Plain, Useful Coconut Bark

1 jar (16 ounces) coconut cream or coconut butter


Place an 11" x 17" Silpat liner on a baking sheet, then place the baking sheet in the freezer.

Remove lid from jar of coconut butter, and set the jar in a pan of hot water over very low heat.  Check occasionally, and when it's soft enough to stir until smooth, get the baking sheet out of the freezer and pour the coconut cream onto the Silpat.  Spread evenly, and return the baking sheet to the freezer.

In a very short time the bark will be solid.  Peel the Silpat off the back of the bark, and break the bark into shards of varying sizes.  Store the shards in a container in the fridge, and when you need coconut milk, figure about 2 tablepoons of bark to 1/2 cup water, gently heating the water and stirring in the bark until it's a liquid.  You can vary the ratio of coconut cream to water, to suit your taste.

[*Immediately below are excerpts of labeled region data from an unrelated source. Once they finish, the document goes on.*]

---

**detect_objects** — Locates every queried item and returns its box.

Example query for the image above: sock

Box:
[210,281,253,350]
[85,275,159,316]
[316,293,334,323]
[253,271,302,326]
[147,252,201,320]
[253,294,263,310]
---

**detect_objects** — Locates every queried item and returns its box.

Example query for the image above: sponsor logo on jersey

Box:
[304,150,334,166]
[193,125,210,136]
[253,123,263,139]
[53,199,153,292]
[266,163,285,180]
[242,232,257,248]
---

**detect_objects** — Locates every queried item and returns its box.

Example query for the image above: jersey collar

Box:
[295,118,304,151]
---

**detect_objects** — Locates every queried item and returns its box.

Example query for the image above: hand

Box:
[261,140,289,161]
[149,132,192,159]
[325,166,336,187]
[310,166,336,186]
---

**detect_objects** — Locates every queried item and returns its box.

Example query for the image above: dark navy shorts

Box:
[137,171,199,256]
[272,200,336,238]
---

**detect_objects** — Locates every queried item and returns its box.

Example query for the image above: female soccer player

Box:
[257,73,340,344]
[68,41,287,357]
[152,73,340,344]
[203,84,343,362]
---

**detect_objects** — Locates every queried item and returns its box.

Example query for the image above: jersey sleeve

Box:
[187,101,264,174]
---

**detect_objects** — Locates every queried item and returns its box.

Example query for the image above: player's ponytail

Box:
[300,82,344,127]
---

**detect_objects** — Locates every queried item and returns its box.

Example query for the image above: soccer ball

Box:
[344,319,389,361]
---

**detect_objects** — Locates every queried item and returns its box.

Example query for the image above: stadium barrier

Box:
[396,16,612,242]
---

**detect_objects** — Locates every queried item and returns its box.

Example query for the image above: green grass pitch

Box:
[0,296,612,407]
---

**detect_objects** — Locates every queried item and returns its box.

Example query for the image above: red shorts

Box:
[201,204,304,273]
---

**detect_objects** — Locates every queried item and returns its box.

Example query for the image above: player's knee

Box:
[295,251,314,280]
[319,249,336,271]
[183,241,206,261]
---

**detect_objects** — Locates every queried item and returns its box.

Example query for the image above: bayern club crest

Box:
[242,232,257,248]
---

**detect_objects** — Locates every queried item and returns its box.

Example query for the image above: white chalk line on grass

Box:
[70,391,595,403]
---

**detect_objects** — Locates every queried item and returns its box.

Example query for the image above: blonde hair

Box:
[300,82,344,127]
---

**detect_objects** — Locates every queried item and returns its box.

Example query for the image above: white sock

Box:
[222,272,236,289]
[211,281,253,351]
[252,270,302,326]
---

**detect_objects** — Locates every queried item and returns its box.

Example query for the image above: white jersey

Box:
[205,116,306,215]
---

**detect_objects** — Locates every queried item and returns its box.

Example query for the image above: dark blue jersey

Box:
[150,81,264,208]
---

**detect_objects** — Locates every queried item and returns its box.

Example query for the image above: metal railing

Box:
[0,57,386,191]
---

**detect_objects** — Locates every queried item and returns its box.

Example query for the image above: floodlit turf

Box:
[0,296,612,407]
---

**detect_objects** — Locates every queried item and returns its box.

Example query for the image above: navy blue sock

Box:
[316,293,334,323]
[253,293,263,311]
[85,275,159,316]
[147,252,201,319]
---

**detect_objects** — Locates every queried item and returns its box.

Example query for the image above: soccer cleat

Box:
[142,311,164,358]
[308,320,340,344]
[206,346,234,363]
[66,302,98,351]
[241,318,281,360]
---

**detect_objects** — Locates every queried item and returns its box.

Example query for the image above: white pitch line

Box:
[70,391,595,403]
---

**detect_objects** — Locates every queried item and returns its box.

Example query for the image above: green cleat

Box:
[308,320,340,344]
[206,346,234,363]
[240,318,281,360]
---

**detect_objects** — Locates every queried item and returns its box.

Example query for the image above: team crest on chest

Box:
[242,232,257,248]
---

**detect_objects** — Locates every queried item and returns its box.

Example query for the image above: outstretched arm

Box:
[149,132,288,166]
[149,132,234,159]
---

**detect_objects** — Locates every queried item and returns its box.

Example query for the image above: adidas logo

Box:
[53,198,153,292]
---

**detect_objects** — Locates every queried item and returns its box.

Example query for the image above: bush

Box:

German Chocolate Coconut Bark

1 jar (16 ounces) coconut cream or coconut butter
1 bar Theo 91% cacao dark chocolate (or less to taste), gently melted
1 cup shredded coconut
1 cup chopped pecans

Cherry-Almond Coconut Cream Bark

1 jar (16 ounces) coconut cream or coconut butter
1-1/4 cups (about 7 ounces) dried tart cherries
1 cup chopped almonds
1 teaspoon almond extract

For each of these bark variations, pour the softened coconut cream into a medium bowl.  Mix in the ingredients shown, and spread onto a Silpat-lined baking sheet that has been chilled in the freezer.

Proceed as for plain coconut bark, spreading the mixture thinly, chilling, and breaking into pieces.  I scored the chocolate bark as it began to set, which resulted in squares rather than shards.

Update:  Made the chocolate version with chopped macadamias instead of pecans, and used 1/2 cup coconut for a smoother bark.  Wonderful!

Another update:  Made the cherry-almond version with chopped dried pineapple and chopped roasted, salted pistachios instead of the cherries and almonds.  Delicious!  Also added 1/2 cup shredded coconut, and left out the almond extract.